Dr. Christos Carvounis was a physician held in prison not as a criminal, but as collateral. A big German supply convoy was coming to town, and the Nazi invaders decided to lock up some locals. Word went out that the town doctor and 117 other detainees would be executed if the resistance dared launch an ambush. It did, and they were.

Carvounis's name is carved into a marble marker that stands in a square outside the Greek city of Sparta, where the reprisals were carried out. "They killed three German soldiers, and for that, 118 Spartans were killed," says Rigas Rigopoulos by phone from Athens, where he lives with his wife, Anny, Carvounis's daughter.

To Rigopoulos, the resistance was the British radio set that the Hellenic Patriotic Society used to transmit information about the 55 Axis vessels it helped the Allies sink during the war.

"Some of the people in my organization -- I was 27 -- we were just trying to do something," says Rigopoulos. "I became the leader because I found a way to come into touch with the Allies, and we received wireless."

The Nazis uncovered Rigopoulos' operation and killed some of his people. He escaped to Turkey.

"I wasn't for the sabotages because mainly [the Axis] punished the population," he says. "One of our sections was the harbor section. The harbormaster was Greek. And he was continually asking for sabotage in the harbor, but I refused. Finally, I gave consent to sabotage, so far as throwing the coal into the sea and not into the furnace of the ships."

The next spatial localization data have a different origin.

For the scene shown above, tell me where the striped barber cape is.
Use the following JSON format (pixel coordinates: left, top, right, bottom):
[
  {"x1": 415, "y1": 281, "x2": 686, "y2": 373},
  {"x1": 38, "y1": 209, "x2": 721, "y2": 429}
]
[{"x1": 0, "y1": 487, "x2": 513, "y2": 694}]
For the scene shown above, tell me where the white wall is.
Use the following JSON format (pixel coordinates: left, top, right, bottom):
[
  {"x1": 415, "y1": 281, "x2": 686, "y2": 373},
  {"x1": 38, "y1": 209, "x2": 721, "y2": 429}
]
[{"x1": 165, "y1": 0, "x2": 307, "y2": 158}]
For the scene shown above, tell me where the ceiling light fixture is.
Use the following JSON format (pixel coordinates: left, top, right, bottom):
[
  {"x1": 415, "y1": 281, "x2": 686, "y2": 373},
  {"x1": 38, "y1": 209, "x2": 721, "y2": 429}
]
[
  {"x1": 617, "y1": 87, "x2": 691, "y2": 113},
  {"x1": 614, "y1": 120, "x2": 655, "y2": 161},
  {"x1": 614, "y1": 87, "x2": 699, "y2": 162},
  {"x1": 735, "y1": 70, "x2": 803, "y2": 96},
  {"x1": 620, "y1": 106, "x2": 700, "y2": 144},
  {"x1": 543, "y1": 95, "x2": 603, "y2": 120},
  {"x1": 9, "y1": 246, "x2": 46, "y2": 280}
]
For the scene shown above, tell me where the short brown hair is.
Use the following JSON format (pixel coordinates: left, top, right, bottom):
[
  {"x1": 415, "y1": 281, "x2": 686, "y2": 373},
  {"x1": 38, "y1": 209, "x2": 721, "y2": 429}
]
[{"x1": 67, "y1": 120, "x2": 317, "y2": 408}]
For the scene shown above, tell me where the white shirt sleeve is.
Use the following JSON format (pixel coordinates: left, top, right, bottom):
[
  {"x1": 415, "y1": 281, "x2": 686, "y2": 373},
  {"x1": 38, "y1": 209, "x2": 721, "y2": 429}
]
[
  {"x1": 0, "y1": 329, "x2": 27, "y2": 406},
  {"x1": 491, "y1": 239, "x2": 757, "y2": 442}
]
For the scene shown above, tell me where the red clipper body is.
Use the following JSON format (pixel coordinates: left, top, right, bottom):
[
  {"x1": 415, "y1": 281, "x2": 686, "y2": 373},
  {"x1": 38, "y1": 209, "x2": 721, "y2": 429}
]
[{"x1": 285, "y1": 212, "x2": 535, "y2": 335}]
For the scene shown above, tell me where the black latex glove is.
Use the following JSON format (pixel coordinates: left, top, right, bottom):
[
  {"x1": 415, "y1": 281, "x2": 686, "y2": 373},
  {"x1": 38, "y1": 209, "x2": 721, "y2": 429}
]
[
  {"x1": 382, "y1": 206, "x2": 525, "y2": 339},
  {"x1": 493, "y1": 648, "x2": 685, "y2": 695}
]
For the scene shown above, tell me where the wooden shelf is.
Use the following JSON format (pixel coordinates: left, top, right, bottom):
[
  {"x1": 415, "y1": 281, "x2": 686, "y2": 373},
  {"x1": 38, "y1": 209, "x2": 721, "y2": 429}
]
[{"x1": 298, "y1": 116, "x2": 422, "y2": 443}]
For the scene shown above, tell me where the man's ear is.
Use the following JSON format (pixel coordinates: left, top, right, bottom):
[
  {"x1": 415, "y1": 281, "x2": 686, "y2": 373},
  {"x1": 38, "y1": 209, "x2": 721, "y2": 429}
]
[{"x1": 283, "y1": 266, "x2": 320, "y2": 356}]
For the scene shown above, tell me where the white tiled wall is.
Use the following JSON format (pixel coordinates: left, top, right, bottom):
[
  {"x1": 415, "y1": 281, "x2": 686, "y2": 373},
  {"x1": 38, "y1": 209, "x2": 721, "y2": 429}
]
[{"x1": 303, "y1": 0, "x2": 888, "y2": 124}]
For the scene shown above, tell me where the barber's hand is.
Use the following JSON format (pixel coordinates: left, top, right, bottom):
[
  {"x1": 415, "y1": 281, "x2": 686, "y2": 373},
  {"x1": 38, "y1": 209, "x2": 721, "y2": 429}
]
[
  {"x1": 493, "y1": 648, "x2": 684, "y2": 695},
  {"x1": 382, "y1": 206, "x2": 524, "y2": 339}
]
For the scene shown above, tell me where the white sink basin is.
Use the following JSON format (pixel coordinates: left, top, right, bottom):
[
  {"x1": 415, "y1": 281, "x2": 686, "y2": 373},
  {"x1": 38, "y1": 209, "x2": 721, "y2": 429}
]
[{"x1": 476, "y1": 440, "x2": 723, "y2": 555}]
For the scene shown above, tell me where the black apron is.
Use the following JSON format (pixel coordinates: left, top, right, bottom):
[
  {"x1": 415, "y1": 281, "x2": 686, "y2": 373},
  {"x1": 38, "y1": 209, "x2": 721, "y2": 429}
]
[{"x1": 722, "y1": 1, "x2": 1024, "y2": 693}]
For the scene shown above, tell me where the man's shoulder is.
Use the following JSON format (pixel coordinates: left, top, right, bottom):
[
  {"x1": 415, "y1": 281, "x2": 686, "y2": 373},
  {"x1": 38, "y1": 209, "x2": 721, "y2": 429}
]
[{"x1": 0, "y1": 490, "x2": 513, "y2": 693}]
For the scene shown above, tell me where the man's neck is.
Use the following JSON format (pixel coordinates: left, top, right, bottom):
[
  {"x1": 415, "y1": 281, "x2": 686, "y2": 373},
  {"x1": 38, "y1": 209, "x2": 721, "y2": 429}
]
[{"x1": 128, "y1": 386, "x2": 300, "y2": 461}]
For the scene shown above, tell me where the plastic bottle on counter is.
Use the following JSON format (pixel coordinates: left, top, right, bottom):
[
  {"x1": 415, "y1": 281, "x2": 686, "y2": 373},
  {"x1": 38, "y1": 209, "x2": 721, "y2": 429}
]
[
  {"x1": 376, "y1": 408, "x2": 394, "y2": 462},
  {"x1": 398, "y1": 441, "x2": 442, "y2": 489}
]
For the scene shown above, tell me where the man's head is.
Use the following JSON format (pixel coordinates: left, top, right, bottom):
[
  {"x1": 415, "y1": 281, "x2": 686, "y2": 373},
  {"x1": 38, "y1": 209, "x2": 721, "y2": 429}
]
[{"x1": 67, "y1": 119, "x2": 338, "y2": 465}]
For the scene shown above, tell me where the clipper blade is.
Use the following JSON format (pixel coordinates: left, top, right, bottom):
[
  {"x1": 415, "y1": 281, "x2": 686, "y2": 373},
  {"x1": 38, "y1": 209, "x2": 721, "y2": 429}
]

General Draza Mihailovic also didn't believe in unduly subjecting a population to the sort of reprisals carried out by the Nazis, even though his piece of the Yugoslav Army gave the Axis the same sort of battle in the Serb part of the country that the Greeks put up. Mihailovic and his men took to the woods and formed a resistance group, the Chetniks, that was dedicated to driving the Nazis out, and restoring the Serb monarchy that ruled over the other Yugoslav lands.

But he wasn't willing to carry out full-scale attacks and terrorism that would trigger horrific reprisals among the populace in Yugoslavia, where the Nazi score-settling ratio was 100:1. Which is one of the reasons the United States and the other Allies threw their support to the Communist-led Partisans of Josip Broz Tito.

"Churchill made the statement that Tito had tied up 20 to 30 [Axis] divisions," says Franklin Lindsay, a former OSS liaison to Tito's army and a retired businessman living in Cambridge. "But that was an overstatement. He probably said it for political reasons, and it was important for the Partisans to hear that. It helped them recruit."